Tuesday, March 09
Back in 2001, an idea was hatched to create the domain .xxx specifically for adult websites. Though the domain was approved four years later, ICANN — the Internet Corporation for Assigned Names and Numbers — eventually reversed the plan after complaints from parents and Christian groups.
Now, Ars Technica reports, ICANN may be exploring the idea of .xxx again:
Two weeks ago, an independent panel from the International Center for Dispute Resolution said that ICANN goofed when it rejected .xxx. The decision was not a binding one, but ICANN clearly feels that the issue is worth reconsideration after all; the organization confirmed to the BBC that it would discuss the TLD again this week to decide whether it wants to move forward on it—again.
With broadband stimulus funds slowly making their way to applicants, a new wrinkle has emerged that may slow down recipients putting the money to good use. As Phone Plus reports, it comes down to the question of taxes:
[I]f the government doesn’t clarify whether the grants are considered taxable income, onlookers fear recipients won’t use the money any time soon – defeating the purpose of the 2009 American Recovery and Reinvestment Act.
When asked whether recipients would be taxed on the stimulus funds, the Treasury Department reportedly offered no concrete answer. Stay tuned…
Via Krebs on Security, from July to September of 2009 cyber criminals bilked $25 million from businesses — $15 million more than traditional banks robbers netted during the same time period.
Monday, March 08
TechCrunch highlights a new report from Forrester Research that predicts online retail will continue to grow in the next five years — from $155 billion in 2009 to as much as $250 billion by 2014.
Via InfoTech & Telecom News, the Electronic Frontier Foundation — long supportive of net neutrality principles — is arguing against the FCC imposing new regulations:
In comments filed with the FCC in February, the San Francisco-based organization said the agency lacks the authority to issue neutrality regulations that would ban Internet Service Providers (ISPs) such as Comcast from favoring some forms of Internet traffic over others.
“Congress has not deputized the FCC to be a free roving regulator of the Internet,” the group argued in a filing that came as a shock to net neutrality supporters such as the intensely pro-regulation “public advocacy” groups Free Press and Public Knowledge.
“So while EFF strongly endorses the goals of this commission ... a limitless notion of ancillary jurisdiction would stand as an open invitation to future commissions to promulgate ‘policy statements,’ issue regulations, and conduct adjudications detrimental to the Internet,” EFF wrote.
Read the full Heartland Institute report, which also quotes IIA Co-Chairman Bruce Mehlman.
A new poll conducted by BBC World Service asked participants whether the Internet should be a “fundamental right.” Perhaps not surprisingly, four out of five said yes.
According to Christopher Guttman-McCabe, CTIA’s Vice President of Regulatory Affairs, the wireless industry directly employs 268,000 people with jobs that pay 50 percent higher than the national average of wages in similar categories. Carriers are on track to continue to invest this year and next with their average capital investments reaching $22.8 billion a year.

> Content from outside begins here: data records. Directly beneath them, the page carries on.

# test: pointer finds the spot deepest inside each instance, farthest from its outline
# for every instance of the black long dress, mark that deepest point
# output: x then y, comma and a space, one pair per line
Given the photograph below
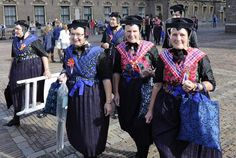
132, 95
27, 63
86, 124
166, 119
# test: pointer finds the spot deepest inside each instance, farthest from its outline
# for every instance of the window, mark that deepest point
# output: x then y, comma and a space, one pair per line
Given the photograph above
65, 14
195, 10
141, 11
10, 15
211, 10
107, 11
158, 11
125, 11
87, 12
39, 14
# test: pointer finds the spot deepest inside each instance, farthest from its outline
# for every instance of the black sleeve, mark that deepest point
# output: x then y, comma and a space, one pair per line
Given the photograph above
166, 41
12, 51
117, 62
205, 72
105, 66
39, 49
159, 71
193, 39
104, 37
153, 56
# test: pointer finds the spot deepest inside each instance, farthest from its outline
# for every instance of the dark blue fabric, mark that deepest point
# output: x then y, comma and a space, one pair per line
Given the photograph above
200, 120
17, 43
51, 101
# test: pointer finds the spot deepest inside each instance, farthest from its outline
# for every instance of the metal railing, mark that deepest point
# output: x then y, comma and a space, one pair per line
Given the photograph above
34, 106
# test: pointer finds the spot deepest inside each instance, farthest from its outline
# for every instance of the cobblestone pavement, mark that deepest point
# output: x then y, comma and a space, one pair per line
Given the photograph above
37, 137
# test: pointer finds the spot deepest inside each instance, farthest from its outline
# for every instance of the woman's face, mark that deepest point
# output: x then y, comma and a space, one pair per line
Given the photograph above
19, 31
77, 36
132, 33
179, 38
113, 21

Cecilia Kang, “Wireless Lobbyists Step Up Defensive Against Net Neutrality,” Washington Post. September 28, 2009.
More facts about broadband.
Friday, March 05
On Wednesday, the Joint Center for Political and Economic Studies held a panel discussion called “Open Internet, Innovation and Economic Development.” A a re-cap of the event is now widely available, and highlights some of IIA Co-chairman David Sutphen’s remarks:
Panelists like David Sutphen, co-chair of the Internet Innovation Alliance, asked that government focus on adoption first, especially among minorities and lower-income groups. “The National Broadband Plan is most important,” said Sutphen. “If we could get everyone who has been worried about open Internet principles focused on the digital literacy and value proposition gap, we’d go a long way towards solving the problem.”
Read Capital Wire’s full re-cap. Video is also available of the event.
Here’s something cool: The magazine Popular Science has scanned its entire archive — reaching back 137 years! — and put it all online. The best part: It’s free.
IIA Co-chairman Bruce Mehlman has an op-ed today on AOL News:
High-speed Internet connections are helping to change the meaning of a snow day—serving as a vital tool to keep Americans working, even when the roads, public transportation and airports are not. For those who could go online from home during the storms, it was largely business as usual.
But clearly not enough could. The “Snowmageddon” of 2010 forced federal offices to shut their doors for days, resulting in an astounding loss of money and productivity. It’s been estimated that closing the government for just one day costs taxpayers roughly $100 million. If you factor in the business shutdowns in the private sector, it is easy to see that these storms exacted a high cost on the nation as whole.
The problem is that currently about a third of the population doesn’t have a broadband connection, and one in five don’t have any Internet connection at all.